CORRECTION: Not a formal announcement, but greater clarity from leadership ARMY-NAVY COUNTRY CLUB, ARLINGTON: In just three weeks, the Army will be able to provide much more clarity on how it’s modernizing its networks, officials said this afternoon. The evolving strategy will open up new options for outsourcing functions to contractors that the government currently does for itself.
An Army spokesperson contacted me after this article originally appeared to emphasize there was no new policy document, strategy, or program that would be announced (as the original headline and article implied) or “rolled out” (as some Army statements suggested). Rather, the spokesman said, the Army CIO and other senior leaders will be able to speak with greater clarity than in the past about their evolving thoughts on IT modernization. CORRECTION ENDS
“The rollout comes next month,” said Col. Jeth Rey, Army Cyber Command’s director of operations, at an AFCEA luncheon here. “This is very new to us and we want to explore it.”
“Currently, how we operate is government-owned, government-operated equipment; we’re exploring the possibility of contractor-owned, contractor operated, [but] government owns the sites,” Rey continued. “That’s the lesson learned from the Navy and the Air Force.”
“Next month, CIO/G6” – the Army’s Chief Information Officer, Lt. Gen. Bruce Crawford – “will hold his annual conference [aka AFCEA’s annual Army Signal Conference, March 12th-15th]. I recommend each and everyone one of you to come out,” Rey told the audience, mostly contractors. “We will talk ‘as a service’ at that event.”
“As a service” is an IT sector term of art for the practice, increasingly popular in the private sector, of outsourcing key network functions. “Infrastructure as a Service” (IaaS), for example, means effectively renting servers from a cloud computing company, rather than buying, owning, and operating your own. “Software as a Service” (SaaS) goes farther: You not only rent the hardware, you rent the software you run it on as well, with the service provider doing all the downloading, uploading, and installation for you. Wikipedia’s page on “As A Service” currently lists some 38 variations, from “artificial intelligence” (AIaaS) to “everything” (XaaS).
Col. Rey – soon to be promoted to one-star-general – confirmed to me and another reporter after the event that a wide range of such options will be included: “We’ll do the roll-out in March,” he said, “[for] everything as a service.”
Rey and the other three Army colonels at today’s AFCEA event were shy about details, understandably unenthusiastic about stealing any thunder from their superiors. Besides Crawford, the three-star CIO, scheduled speakers at next month’s conference include the one-star director of the Army AI Task Force (Brig. Gen. Matthew Easley); the two-stars running the Army network modernization taskforce, Maj. Peter Gallagher, and the network acquisitions program, PEO-C3T’s Maj. Gen. David Bassett; and the four-star vice-chief of Army staff, Gen. James McConville.

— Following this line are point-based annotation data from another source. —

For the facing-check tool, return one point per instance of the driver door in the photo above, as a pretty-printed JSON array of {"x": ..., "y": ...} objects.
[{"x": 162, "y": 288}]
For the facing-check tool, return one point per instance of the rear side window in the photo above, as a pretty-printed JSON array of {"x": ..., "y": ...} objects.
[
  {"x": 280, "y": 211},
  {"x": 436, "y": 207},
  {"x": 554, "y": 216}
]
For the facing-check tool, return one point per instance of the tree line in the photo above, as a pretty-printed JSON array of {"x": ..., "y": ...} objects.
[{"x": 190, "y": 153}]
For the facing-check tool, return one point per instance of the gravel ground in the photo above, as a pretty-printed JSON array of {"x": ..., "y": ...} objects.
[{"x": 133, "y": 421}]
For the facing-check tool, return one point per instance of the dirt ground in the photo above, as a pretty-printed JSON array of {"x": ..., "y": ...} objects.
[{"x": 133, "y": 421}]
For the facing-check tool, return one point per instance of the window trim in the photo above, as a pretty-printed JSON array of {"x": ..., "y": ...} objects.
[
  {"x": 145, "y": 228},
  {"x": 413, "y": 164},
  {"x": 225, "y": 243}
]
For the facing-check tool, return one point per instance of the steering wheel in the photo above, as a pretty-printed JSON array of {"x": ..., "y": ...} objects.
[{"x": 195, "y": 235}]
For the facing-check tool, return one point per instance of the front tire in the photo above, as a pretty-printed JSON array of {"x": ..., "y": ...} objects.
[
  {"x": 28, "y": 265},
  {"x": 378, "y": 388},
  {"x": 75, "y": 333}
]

What Rey & co. would divulge today, however, is that the Army is looking to do a number of as-a-service pilots, both internally – the leading one will be at the newly created Army Futures Command, whose Austin HQ has no existing Army infrastructure to fall in on – and externally with the Air Force and Navy.
The biggest obstacles are cultural, said Col. Carl Young, who heads the architecture and data division of CIO Crawford’s Pentagon staff. “It’s the various subcultures of, ‘well, this is my data, and not our data, [and] I don’t want you using it.’”
But, Young went on, “those walls are beginning to erode and break down, and we are sharing across the wide array of Army elements and joint elements… partnering with the Air Force and the Navy right now to learn how they do it.”
The Army needs to find partners, both in the military and the private sector, because it simply can’t do everything that needs doing in-house, Young said. IT has become so sprawling, feudal, and fragmented that “we don’t have an authoritative card catalogue” of every system out there, let alone what it all does, he said.
“We’ve got to get that into one matrix where we can see comprehensively, what are our risk factors, what are our implementation, goals, what can we afford not to pay for?” Young said. “Because we cannot to do it all. It’s already a $12.5 billion enterprise [and] that’s not enough to do what we all want it to do.”
“Maybe the [Army] network doesn’t need to perform a particular function, maybe it needs to be outsourced – that’s one of the things Army cyber is looking at that,” Young said, with a nod to Rey’s organization. “Maybe it doesn’t need to provide the function at all.”
But aren’t some military functions too important to outsource – “inherently governmental” to use the term of art – because they are matters of national policy, life, and death? Isn’t the network a weapon?
“That’s a concern,” Rey said, “but when we look at our network as a weapon system, [the end user device,] the end point, is always going to be in the hands of some government employee. [The commercial sector,] we’re just asking them for transport “ – that is, of the data from one government user to another. “We’ve been using commercial transport for years now, so it’s nothing new.”